Differentemente da quello che molti hanno asserito per 50 anni evidentemente - il ragionamento interno - il Leoncavallo si può fregiare anche di una produzione culturale ufficialmente riconosciuta.

Ma la società L'Orologio di proprietà della famiglia Cabassi ha fatto ricorso al Tar proprio sulle modalità di applicazione della tutela prevista sui murales e ora aspetta che il Tribunale amministrativo si esprima. Detto ciò l'auspicio della proprietà sarebbe quella di chiudere la faccenda una volta per tutte, non vendendo l'ex cartiera, ma cercando di capire come poter tirare dritto per la propria strada, senza però poter disporre dei seminterrato che potrebbe anche rimanere chiuso con i suoi graffiti edificando fuori terra. Non è un mistero per nessuno, però, il blocco dell'urbanistica e di tutti gli uffici e permessi, così come il Pgt che non verrà aggiornato fino alla prossima legislatura, ma intanto si attendono i tempi della giustizia amministrativa.

Nel frattempo gli autonomi stanno studiando quella

che secondo loro potrebbe essere la «terza via» per rientrare in via Watteau, forti appunto dei vincoli. Il modello è la legislazione dei beni comuni e per esempio l'esperienza del Mietshäuser Syndikat 1992 di Berlino, «esperimento sull'accettazione politica di progetti abitativi auto-organizzati». La premessa del ragionamento degli autonomi: i graffiti non possono essere considerati di proprietà dei Cabassi ma bene comune, quindi intangibili, e da sottoporre a un regime «improprietario». A maggior ragione se gli artisti continuano a rivendicare, come hanno fatto finora, il diritto gratuito di fruire di quelle opere.

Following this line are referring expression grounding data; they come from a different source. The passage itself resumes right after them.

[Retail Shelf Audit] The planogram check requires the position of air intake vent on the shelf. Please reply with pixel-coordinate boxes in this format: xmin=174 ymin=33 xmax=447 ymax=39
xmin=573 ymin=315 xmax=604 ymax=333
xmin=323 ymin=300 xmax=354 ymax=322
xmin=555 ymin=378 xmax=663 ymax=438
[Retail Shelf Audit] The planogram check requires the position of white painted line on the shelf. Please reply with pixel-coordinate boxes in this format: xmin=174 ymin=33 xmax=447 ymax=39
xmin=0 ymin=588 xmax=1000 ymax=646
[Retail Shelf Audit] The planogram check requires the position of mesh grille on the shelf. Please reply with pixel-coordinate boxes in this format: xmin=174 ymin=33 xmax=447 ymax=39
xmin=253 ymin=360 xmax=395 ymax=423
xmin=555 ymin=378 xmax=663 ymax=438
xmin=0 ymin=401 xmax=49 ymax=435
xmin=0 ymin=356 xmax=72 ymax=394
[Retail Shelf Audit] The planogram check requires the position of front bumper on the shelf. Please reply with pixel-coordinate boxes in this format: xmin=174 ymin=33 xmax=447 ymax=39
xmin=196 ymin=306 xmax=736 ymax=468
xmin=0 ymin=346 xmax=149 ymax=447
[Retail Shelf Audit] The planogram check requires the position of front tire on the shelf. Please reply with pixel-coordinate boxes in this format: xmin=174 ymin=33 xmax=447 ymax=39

Così il centro sociale stesso: quello che vorrebbero fare gli autonomi e che rientra sotto il concetto di «improprietà» è dichiarare il Leoncavallo bene comune, di proprietà, cioè, di chiunque lo usi. Con buona pace della proprietà privata. Sono alla ricerca di una «terza via» appunto, ovvero una gestione che veda la Fondazione del Leoncavallo o una società, proprietaria al 51% con un comitato di garanti, ovvero un gruppo di imprenditori illuminati che sembra, secondo altre fonti, stia portando avanti un'interlocuzione con i Cabassi. Una sorta di Modello Milano rovesciato con una collaborazione pubblico privato in salsa collettiva.